Forum Moderators: phranque

Message Too Old, No Replies

problem rewriting Googlebot to HTML mirror page for flash site

         

Jijwilhosting

12:02 pm on Apr 13, 2010 (gmt 0)

10+ Year Member



Hi,

I need to create an HTML mirrored version of a Flash site, in order to improve its SERP ranking. The HTML page(s) will only restructure the content that is already present in the Flash site, so no black hatting is involved here.

I've been experimenting with various RewriteCond and RewriteRule directives, but to no avail. Here's what I currently have:

RewriteEngine On
RewriteBase /

RewriteCond %{HTTP_USER_AGENT} .*Googlebot.*
RewriteCond %{QUERY_STRING} !.*spider_delegate.php.*
RewriteRule ^(.*)$ spider_delegate.php?url=$1


The back-reference $1 always contains the script's own filename, rather than what I'm expecting, namely the actual REQUEST_URI of the original request.

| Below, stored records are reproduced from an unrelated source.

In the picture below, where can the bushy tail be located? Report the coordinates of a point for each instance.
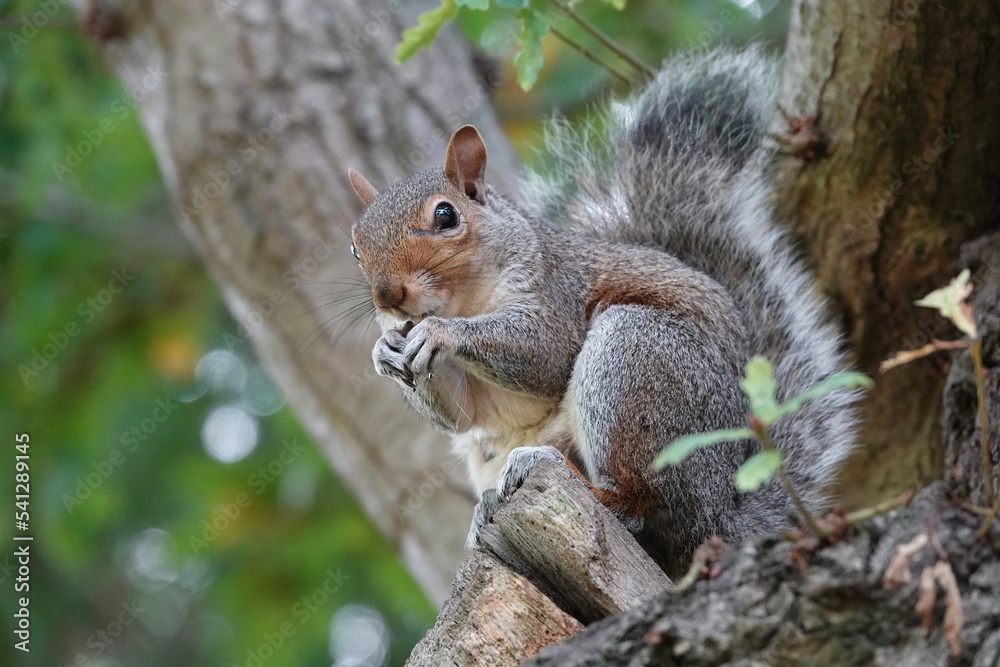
(686, 169)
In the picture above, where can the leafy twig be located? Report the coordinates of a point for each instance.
(765, 440)
(906, 356)
(604, 39)
(586, 53)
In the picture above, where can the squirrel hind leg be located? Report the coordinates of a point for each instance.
(645, 377)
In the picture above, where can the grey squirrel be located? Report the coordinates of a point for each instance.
(613, 308)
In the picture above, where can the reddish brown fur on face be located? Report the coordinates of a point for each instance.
(446, 259)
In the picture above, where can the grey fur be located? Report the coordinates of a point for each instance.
(559, 354)
(687, 171)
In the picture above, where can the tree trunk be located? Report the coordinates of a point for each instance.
(255, 111)
(908, 92)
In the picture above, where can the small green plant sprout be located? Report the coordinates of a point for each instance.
(535, 24)
(951, 302)
(761, 388)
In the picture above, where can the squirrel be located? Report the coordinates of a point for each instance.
(613, 308)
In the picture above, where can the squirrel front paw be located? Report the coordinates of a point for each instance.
(407, 354)
(390, 358)
(424, 344)
(519, 463)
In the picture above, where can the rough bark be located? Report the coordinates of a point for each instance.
(906, 91)
(556, 533)
(494, 617)
(255, 110)
(763, 609)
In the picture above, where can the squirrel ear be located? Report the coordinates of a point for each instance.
(465, 162)
(365, 190)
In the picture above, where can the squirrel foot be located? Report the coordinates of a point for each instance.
(519, 463)
(481, 516)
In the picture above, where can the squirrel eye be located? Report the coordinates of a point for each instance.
(445, 216)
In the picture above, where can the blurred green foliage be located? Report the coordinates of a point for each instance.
(215, 563)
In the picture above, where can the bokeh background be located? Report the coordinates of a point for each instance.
(181, 515)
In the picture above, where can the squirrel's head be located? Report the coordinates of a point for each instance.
(420, 242)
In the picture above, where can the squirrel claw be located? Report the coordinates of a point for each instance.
(481, 516)
(519, 463)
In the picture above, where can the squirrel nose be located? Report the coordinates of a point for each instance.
(388, 295)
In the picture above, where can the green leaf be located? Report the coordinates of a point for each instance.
(760, 386)
(838, 381)
(681, 448)
(758, 469)
(422, 35)
(530, 59)
(950, 302)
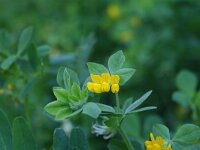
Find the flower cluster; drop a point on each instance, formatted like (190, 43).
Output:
(103, 83)
(157, 144)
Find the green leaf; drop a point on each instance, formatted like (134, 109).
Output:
(5, 132)
(60, 79)
(138, 102)
(32, 55)
(84, 94)
(149, 122)
(8, 62)
(132, 122)
(60, 94)
(127, 103)
(66, 113)
(60, 140)
(22, 136)
(43, 50)
(181, 99)
(161, 130)
(182, 82)
(54, 107)
(24, 40)
(112, 122)
(178, 146)
(91, 109)
(95, 68)
(142, 109)
(26, 90)
(78, 140)
(116, 61)
(105, 108)
(187, 134)
(125, 74)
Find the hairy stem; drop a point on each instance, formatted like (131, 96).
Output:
(117, 102)
(125, 138)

The Flash pages are obtainable through URLs formatted like so: http://www.example.com/#/projects . I want to provide HTML content at the same place for Google, but the rest of the world would see the Flash site.

It would be greatly appreciated if anybody could point me in the right direction, because I'm stumped!

Thanks, Ro

jdMorgan

1:48 pm on Apr 13, 2010 (gmt 0)

WebmasterWorld Senior Member 10+ Year Member



Looks like you checked the wrong variable in your second RewriteCond. You likely want to check $1 itself or %{REQUEST_URI} for loop-prevention (to prevent spider_delegate.php from being rewritten to itself recursively, as it is doing now). The two methods are identical in this case, except for the presence of a leading slash on the value in %{REQUEST_URI}.

You may wish validate gBots first (as shown in second code snippet below) before doing this rewrite.

RewriteCond %{HTTP_USER_AGENT} Googlebot/
RewriteCond $1 !^spider_delegate\.php$
RewriteRule ^(.*)$ /spider_delegate.php?url=$1 [L]

Note that it is not necessary to put ".*" at the start of a pattern if that pattern is not start-anchored with a "^" and it is similarly unnecessary to put ".*" at the end of a pattern if that pattern is not end-anchored with a "$". See the regular-expressions tutorial cited in our Apache Forum Charter.

Literal periods (and other reserved characters) in regex patterns should be escaped with a "\" as shown.

Neither RewriteRule patterns nor RewriteConds examining %{REQUEST_URI} will "see" query strings; These are data appended to the URL, and not considered part of the URL itself when handled by mod_rewrite.

Optional: Block spoofed Googlebots with simple validation before doing the rewrite:

# Return 403-Forbidden to GoogleBot spoofers except for requests
# for robots.txt and the custom 403 error response page itself.
RewriteCond %{HTTP_USER_AGENT} Googlebot/
RewriteCond %{HTTP:From} !^googlebot\(at\)googlebot\.com$
RewriteCond $1 !^robots\.txt$
RewriteCond $1 !^path-to-custom-403-error-page\.html$
RewriteRule ^(.*)$ - [F]

If you don't have a custom 403 error document declared, you won't need the exclusion for its URL-path.

Jim

Jijwilhosting

8:05 pm on Apr 13, 2010 (gmt 0)

10+ Year Member



Hey Jim,

Thanks for your quick reply! It's all working swimmingly now. Only I just found out that the Flash developer decided not to work with individual pages (he used a 'http://www.example.com/#/section' structure), so in the end my scenario won't pan out the way I figured anyway.

Oh well, thanks again for helping me so quickly!

Bye, Ro